Toro Company yesterday (19 February) reported a record first quarter of trading – and predicted that the winter storms would help boost profits for the coming year. As a result, the company increased its forecast for all of 2015.
The snowstorms, “helped to spur demand, drive retail sales, control inventories and position us well for end-of-the-year business,” says Toro CEO Michael Hoffman.
Toro shares rose 9 cents to close at $68.81 a share Thursday.
Turnover rose 6 percent to $474 million amid strong professional snow equipment sales in the First Quarter that ended 30 January.
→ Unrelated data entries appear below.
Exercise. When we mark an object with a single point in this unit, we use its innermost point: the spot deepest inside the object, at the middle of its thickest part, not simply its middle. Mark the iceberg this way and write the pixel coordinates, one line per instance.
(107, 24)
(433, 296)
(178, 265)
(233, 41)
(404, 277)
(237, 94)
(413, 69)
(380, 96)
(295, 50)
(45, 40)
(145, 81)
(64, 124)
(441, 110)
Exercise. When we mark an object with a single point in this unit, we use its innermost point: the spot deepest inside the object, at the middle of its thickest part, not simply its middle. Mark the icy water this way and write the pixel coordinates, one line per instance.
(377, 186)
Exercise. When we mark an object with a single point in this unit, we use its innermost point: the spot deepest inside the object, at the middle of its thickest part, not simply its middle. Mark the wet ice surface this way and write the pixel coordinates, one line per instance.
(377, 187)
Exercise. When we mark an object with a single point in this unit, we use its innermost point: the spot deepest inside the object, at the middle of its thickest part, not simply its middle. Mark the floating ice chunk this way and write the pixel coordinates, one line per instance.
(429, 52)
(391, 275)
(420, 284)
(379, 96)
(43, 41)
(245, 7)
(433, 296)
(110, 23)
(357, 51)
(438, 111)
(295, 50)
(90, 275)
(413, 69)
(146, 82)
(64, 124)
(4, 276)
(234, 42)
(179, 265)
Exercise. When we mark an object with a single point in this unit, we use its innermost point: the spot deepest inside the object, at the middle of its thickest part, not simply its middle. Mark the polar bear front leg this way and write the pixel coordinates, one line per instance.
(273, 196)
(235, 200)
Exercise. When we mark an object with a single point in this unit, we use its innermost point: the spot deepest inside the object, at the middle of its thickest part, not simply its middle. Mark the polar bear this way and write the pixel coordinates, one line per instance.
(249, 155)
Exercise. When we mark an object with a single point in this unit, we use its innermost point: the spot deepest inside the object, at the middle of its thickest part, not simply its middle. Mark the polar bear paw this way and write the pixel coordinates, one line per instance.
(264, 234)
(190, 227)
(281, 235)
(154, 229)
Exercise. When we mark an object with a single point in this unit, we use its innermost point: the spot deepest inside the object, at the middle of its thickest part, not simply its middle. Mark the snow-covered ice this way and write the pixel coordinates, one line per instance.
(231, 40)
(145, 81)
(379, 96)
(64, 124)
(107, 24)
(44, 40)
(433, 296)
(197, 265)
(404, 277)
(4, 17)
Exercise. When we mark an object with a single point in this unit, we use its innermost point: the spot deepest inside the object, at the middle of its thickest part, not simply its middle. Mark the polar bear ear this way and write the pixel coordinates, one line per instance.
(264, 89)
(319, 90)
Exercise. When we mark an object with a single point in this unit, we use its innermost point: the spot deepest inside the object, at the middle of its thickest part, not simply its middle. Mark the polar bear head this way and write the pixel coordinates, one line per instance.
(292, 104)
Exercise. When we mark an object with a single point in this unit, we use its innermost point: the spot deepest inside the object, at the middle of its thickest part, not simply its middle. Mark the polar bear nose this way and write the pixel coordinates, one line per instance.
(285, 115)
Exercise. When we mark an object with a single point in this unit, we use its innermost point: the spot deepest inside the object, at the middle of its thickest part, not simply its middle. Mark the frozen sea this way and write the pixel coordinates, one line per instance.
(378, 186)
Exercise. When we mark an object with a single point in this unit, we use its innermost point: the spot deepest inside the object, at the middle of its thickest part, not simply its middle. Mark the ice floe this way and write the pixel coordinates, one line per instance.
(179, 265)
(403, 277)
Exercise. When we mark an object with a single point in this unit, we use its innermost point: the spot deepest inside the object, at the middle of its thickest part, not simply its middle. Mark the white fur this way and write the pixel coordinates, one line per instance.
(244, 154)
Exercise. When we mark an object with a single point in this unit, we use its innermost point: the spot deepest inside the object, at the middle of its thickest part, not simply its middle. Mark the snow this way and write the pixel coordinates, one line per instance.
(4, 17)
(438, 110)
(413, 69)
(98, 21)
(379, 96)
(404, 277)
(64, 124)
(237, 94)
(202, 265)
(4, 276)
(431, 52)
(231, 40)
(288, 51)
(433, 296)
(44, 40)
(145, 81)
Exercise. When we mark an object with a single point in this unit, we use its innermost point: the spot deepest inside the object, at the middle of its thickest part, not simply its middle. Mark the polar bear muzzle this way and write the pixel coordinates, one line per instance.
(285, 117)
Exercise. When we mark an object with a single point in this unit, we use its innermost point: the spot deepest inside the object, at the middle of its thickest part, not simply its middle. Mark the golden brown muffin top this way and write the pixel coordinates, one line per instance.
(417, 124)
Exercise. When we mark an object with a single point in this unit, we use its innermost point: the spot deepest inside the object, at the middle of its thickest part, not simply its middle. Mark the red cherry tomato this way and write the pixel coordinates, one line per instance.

Hoffman said that he was happy with results, which benefited from last year’s purchase of Boss, a maker of professional snowplough and de-icer equipment. “We are encouraged by that business and the sales it contributed to the quarter of around $29 million of new revenue.”
Toro is seeing fresh orders, new products in the pipeline and high optimism for an improved golf season for 2015. The company expects revenue to grow 8 to 10 percent.
However, Hoffman added that Toro wrestles with the impact of a strong U.S. dollar that made exports to Europe and other places more expensive. “Some foreign currencies have weakened significantly since December. We didn’t plan on that level of head wind,” he said.
Separately, Toro dealt with parts delays caused by labour issues affecting US ports. The end result was a quarter “challenged by lower shipments of residential ‘zero turn’ riding mowers due to supply inefficiencies” Hoffman said.
Homeowner product sales fell 8.7 percent to $134 million during the quarter. In contrast, professional sales, including Boss and global golf-related sales, jumped 15 percent to $340 million.